CHANGER DE POINT DE VUE

Le Qi Gong est une des voies d’accès pour libérer le corps physique, le corps émotionnel et le corps mental. Il nous permet de rétablir une libre circulation entre ces trois corps et de les mettre sous la direction de ce qu’il y a de plus essentiel en nous : notre corps spirituel…. Ce lien avec l’infini ne nous permet pas de trouver une réponse à toutes les contradictions qui nous habitent, à cette agitation intérieure et extérieure, à ce brouhaha qui nous envahit dès que nous laissons place au ressenti en nous… Mais cela nous permet de recevoir tout cela dans une perspective infiniment vaste, que nous ne maîtrisons en aucun cas, mais sur laquelle nous pouvons nous reposer, en toute quiétude, car c’est d’elle que vient le sens profond de la vie, de notre vie, en interaction constante avec l’infinité de tout ce qui existe… Et en effet, quelque chose en nous se repose enfin….
Lorsque, le corps, le coeur et l’esprit ouverts, nous nous abandonnons à ce qu’il y a de plus vaste en nous, une force puissante nous traverse. Des choix se proposent, des synchronicités arrivent, dont nous ne comprenons pas toujours le sens. Pourtant, si nous restons bien ancrés en nous-mêmes, un grand sentiment de confiance nous porte à aller de l’avant. La direction à suivre s’impose d’elle-même et le sens apparaît au fur et à mesure que nous nous engageons dans l’action. Nous comprenons alors que la seule chose qui nous appartienne réellement, c’est ce croisement de souffle particulier qui se joue en nous ici et maintenant, dans la position que nous occupons dans l’espace et le temps.

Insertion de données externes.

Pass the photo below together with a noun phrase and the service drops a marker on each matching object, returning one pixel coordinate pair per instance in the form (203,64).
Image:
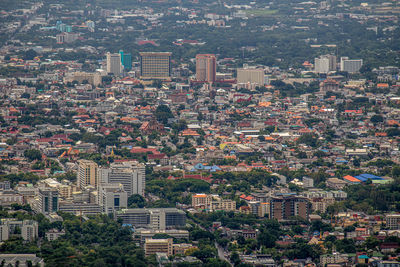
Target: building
(80,208)
(201,200)
(126,60)
(21,260)
(287,206)
(393,221)
(10,197)
(114,63)
(206,68)
(93,78)
(153,246)
(212,202)
(29,229)
(54,234)
(87,173)
(47,201)
(67,37)
(112,197)
(250,75)
(142,234)
(130,174)
(350,65)
(325,64)
(157,219)
(155,65)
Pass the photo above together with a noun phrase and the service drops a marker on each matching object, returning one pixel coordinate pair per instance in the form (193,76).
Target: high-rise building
(47,201)
(250,75)
(206,68)
(114,63)
(325,64)
(155,65)
(87,173)
(29,229)
(126,60)
(130,174)
(285,207)
(158,219)
(350,65)
(112,197)
(153,246)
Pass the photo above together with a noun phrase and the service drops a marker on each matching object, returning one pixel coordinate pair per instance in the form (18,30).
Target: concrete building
(325,64)
(112,197)
(250,75)
(114,65)
(21,260)
(142,234)
(54,234)
(393,221)
(80,208)
(47,201)
(206,68)
(285,207)
(162,218)
(155,65)
(87,173)
(130,174)
(350,65)
(29,229)
(153,246)
(94,78)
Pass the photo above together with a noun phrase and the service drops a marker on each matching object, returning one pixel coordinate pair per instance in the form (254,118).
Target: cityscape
(200,133)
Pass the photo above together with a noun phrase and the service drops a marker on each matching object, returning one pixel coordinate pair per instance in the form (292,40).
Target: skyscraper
(155,65)
(206,67)
(112,197)
(325,64)
(47,201)
(87,173)
(114,63)
(350,65)
(130,174)
(126,60)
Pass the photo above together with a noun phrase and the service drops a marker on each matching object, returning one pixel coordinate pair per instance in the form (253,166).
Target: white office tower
(114,63)
(112,197)
(325,64)
(130,174)
(350,65)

Notre engagement envers la vie s’exprimera alors tranquillement, sans hésitation, avec puissance et générosité. Le Qi Gong, c’est l’art de mettre en mouvement tout ce qui s’est figé à l’intérieur de nous, parfois depuis plusieurs générations et de le mettre en relation, ici et maintenant, avec le Ciel, la Terre et les 4 Orients.